Por: P. Diego Mauricio Rodríguez, CM
La primera lectura, tomada del libro de los Reyes, nos presenta un acontecimiento fundamental en la historia del profeta Elías. Sin embargo, para comprender plenamente este relato, es importante recordar quién es Elías y cuál es su misión. Este profeta es conocido por su defensa inquebrantable de los intereses del único y verdadero Dios; por ello, denuncia los abusos de los poderosos y protege a los débiles y explotados, tanto con palabras como con acciones.
Por medio de Elías, Dios se dirige al pueblo, manifestando su enojo debido a que han hecho lo que Él aborrece, y el mismo rey Acab rinde culto a Baal (1R 16, 32). Como consecuencia de esta apostasía, surge una sentencia para el pueblo: un tiempo de sequía (1R 17, 1). Al principio del relato, vemos la indignación de Dios que reprende a los infieles.
Ante este contexto, podríamos preguntarnos: ¿Dios castiga también a los justos con esta sentencia? Desde una perspectiva humana, podría parecer que así es, que castiga por igual a buenos y malos. Sin embargo, el encuentro del profeta Elías con la viuda de Sarepta nos muestra lo contrario. «Dios vela por todos aquellos que se dejan conducir por su voluntad y confían en su promesa». El profeta le asegura a la viuda: «La vasija de harina no se vaciará, y el frasco de aceite no se acabará hasta el día en que el Señor haga llover sobre la superficie de la tierra» (1R 17, 14). Esta palabra se cumple cuando la viuda, confiando en la promesa de Dios, hace lo que el profeta le pide, aun cuando ella solo tenía lo suficiente para sobrevivir con su hijo un día más.

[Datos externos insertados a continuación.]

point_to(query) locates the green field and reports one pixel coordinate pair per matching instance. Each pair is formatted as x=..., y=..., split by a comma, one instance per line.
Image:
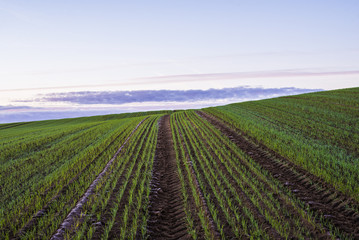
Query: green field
x=281, y=168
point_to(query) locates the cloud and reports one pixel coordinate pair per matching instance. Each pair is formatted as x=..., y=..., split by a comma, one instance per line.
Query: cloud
x=14, y=108
x=255, y=74
x=125, y=97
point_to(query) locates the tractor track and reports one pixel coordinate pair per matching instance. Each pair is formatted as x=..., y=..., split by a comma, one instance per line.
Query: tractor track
x=166, y=210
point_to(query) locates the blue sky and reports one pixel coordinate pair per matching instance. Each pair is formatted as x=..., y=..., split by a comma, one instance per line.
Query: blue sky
x=58, y=47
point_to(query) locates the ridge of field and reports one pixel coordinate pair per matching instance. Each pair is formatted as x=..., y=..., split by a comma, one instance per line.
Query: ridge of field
x=317, y=131
x=281, y=168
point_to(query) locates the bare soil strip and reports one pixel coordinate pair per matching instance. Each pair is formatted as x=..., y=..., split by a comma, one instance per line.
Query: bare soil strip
x=191, y=201
x=321, y=198
x=75, y=213
x=166, y=210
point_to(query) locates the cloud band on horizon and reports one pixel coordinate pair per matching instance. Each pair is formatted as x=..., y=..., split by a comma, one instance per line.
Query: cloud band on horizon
x=139, y=96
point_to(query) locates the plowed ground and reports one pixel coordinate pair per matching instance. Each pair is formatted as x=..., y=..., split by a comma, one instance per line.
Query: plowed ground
x=167, y=216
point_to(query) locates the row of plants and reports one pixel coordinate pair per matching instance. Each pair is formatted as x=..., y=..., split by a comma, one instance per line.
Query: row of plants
x=50, y=181
x=238, y=192
x=118, y=209
x=318, y=137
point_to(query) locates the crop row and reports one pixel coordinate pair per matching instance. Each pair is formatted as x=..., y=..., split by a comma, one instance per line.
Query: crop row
x=320, y=138
x=50, y=181
x=242, y=199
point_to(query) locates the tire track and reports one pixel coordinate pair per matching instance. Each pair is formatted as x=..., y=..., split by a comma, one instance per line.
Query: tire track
x=166, y=210
x=323, y=199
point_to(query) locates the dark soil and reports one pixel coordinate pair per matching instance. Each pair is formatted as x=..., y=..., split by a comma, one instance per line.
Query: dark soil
x=320, y=197
x=166, y=210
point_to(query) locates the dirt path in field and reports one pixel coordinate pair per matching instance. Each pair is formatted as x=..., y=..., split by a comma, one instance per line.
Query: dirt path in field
x=166, y=210
x=75, y=213
x=323, y=199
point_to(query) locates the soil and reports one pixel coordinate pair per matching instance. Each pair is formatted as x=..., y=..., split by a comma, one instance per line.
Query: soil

Aquí vemos que lo que Dios más reprocha a los seres humanos es la falta de fe, nuestra falta de confianza en su promesa. Y hoy, más que nunca, esta falta de fe se hace evidente. En momentos de escasez, tanto física como espiritual, solemos poner nuestra confianza en lo primero que nos da un falso consuelo: en las rupturas amorosas, recurrimos al alcohol, a la prostitución o la pornografía; en la enfermedad, buscamos soluciones en la brujería o las supersticiones, y dejamos de escuchar a los verdaderos profetas, buscando el camino fácil.
Las palabras del salmista son claras cuando dice: «El Señor mantiene su fidelidad perpetuamente, hace justicia a los oprimidos, da pan a los hambrientos. El Señor liberta a los cautivos» (Sal 145, 6-7). Esta es la promesa de Dios para todos aquellos que sufren a causa de las injusticias y buscan hacer su voluntad. Y es aún más precisa para quienes confían plenamente en sus palabras.
En el evangelio según San Marcos, vemos cómo Jesús observa todo lo que pasa a su alrededor, especialmente en el tesoro del templo. Se da cuenta de cómo los ricos depositan grandes sumas de dinero, pero también observa a una mujer viuda que, con humildad, ofrece dos monedas. Jesús, al ver este gesto, llama a sus discípulos y hace un elogio de aquella mujer, pues ha dado más que los demás; ha ofrecido todo lo que tenía para vivir. En otras palabras, ha hecho un acto radical de confianza en Dios.
Este relato nos invita a reflexionar: ¿cómo está nuestra confianza en Dios? Es importante que nos hagamos esta pregunta constantemente, para no dejarnos arrastrar por el miedo o el facilismo, y para evitar que nos acostumbramos a los elogios. Recordemos también que Dios nos llama a velar por aquellos que tienen más necesidades que nosotros. Jesús nos recuerda el compromiso que tenemos con Él, a ser defensores de huérfanos, viudas, prisioneros, habitantes de la calle, y a dar lo mejor de nosotros mismos en el servicio humano, no de lo que nos sobra, sino de lo que nos falta.
Que esta reflexión nos impulse a vivir una fe auténtica, una confianza radical en Dios, que nos lleve a ser generosos no solo en lo material, sino también en el amor y la compasión hacia los demás, especialmente hacia los más necesitados. Amén.